森薫さんという漫画家をご存知でしょうか?
彼女の名前を私が初めて知ったのは、数年前漫画サイトで紹介されていた「エマ」という作品からでした。

エマ (1) (Beam comix)

エマ (1) (Beam comix)

*平成17年度文化庁メディア芸術祭マンガ部門優秀賞受賞
その時はメイド服のキャラクターを見て「あー、萌え〜みたいな漫画ね。」と全く食指が動かなかったのですが、そのサイトで薦められていた印象が残っており、暫く経ってから古本屋で見かけた際に立ち読みをしてみました。
実際に読んでみると私が想像していたものとは全く異なった、19世紀のイギリスを舞台にした上流階級の青年とメイドの身分違いの恋愛を描いた本格的な作品で、何より驚いたのは作者による衣装・背景・風俗等の執拗なまでの描写による圧倒的な世界観でした。
私は「この人はヴィクトリア期のイギリスが大好きなんだろうな。」と思いながら作品を楽しませてもらったのですが、
その森さんの次の新連載は、なんと中央アジアシルクロード周辺)だと聞き驚きました。
それが今回紹介させていただく乙嫁語りです。
時代は19世紀。
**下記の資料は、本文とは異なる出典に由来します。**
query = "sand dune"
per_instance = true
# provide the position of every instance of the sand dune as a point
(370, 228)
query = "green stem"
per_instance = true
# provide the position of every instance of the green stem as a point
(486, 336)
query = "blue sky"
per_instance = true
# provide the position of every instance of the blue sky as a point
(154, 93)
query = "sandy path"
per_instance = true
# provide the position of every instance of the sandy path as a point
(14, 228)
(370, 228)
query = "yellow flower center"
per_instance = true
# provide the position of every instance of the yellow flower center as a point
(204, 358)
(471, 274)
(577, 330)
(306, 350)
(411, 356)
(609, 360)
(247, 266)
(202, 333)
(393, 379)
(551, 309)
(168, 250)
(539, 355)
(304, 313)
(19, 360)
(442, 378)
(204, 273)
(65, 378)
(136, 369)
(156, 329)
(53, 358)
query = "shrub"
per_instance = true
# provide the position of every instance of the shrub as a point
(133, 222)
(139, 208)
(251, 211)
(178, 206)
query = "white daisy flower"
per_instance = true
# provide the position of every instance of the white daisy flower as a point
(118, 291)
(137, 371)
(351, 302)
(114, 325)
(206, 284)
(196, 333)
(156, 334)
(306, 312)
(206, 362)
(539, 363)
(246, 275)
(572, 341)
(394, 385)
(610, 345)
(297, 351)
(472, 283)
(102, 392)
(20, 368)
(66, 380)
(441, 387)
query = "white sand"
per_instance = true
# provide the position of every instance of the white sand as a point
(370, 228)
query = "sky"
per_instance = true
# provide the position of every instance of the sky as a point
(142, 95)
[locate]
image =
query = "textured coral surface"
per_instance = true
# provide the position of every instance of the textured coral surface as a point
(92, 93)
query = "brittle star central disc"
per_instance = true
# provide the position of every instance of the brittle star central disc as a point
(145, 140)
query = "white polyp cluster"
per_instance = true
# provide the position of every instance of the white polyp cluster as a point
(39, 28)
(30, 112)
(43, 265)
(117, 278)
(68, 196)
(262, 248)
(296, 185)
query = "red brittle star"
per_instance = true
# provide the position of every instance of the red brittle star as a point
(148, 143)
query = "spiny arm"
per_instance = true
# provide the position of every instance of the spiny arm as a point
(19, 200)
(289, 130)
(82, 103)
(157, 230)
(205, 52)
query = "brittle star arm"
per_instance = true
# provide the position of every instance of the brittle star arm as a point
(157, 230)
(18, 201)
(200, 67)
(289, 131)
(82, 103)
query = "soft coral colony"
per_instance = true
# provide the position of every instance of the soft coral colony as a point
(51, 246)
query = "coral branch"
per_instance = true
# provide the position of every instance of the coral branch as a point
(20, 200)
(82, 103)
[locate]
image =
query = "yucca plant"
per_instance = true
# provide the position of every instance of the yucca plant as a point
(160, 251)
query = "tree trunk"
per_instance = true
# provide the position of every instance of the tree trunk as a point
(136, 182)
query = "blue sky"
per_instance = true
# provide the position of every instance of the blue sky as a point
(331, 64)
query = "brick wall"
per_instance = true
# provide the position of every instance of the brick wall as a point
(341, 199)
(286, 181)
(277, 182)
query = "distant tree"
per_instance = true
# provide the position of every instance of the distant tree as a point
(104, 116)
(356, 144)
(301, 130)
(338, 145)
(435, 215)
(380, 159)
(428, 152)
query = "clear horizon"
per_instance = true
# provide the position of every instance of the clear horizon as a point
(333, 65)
遊牧をやめ都市に定住している一家の息子・カルルクなんと12歳!)のところに騎馬部族の娘・アミル(20歳)が嫁いで来るところから物語が始まります。
   カルルクとアミル
現代日本の感覚では「カルルク若っ!」となりますが、どうやら当時の常識ではアミルの方が完全な「嫁き遅れ」のようです。
この他にもこの地方でのさまざまな文化・習俗が描かれ、非常に興味をそそられます。
一例を挙げると、アミルは騎馬民族の出身で弓の名手であり、それを知ったカルルクの姉の息子たちが自分も弓が欲しいとせがむシーンがあります。
彼らの父はまず家長であるカルルクの父の許可を得た後、

子供たちへの弓の指導をアミル本人ではなく、夫であるカルルクに頼みます。

このたった2コマで
・家父長制
・妻の行動には夫の許可が必要(あるいは女性はみだりに夫以外の男と口をきかない?)
という文化である事が分かる、といった次第です。
そして、相変わらずの精緻な描きこみ。

女性作家でここまで画にこだわる方は珍しいのではないでしょうか。
連載は現在6話まで進んでおり、年内には単行本が出ると思われます。
追記:10月15日発売!
乙嫁語り 1巻 (BEAM COMIX)

乙嫁語り 1巻 (BEAM COMIX)

物語はアミルの一族が政治的策略から彼女を取り返そうとするなど不穏な動きも見えて来ていますが、
個人的には、あまりドラマチックな展開よりも主人公夫婦の日常の風景を中心に私の知らない文化・習俗を描いて行って欲しいと思っています。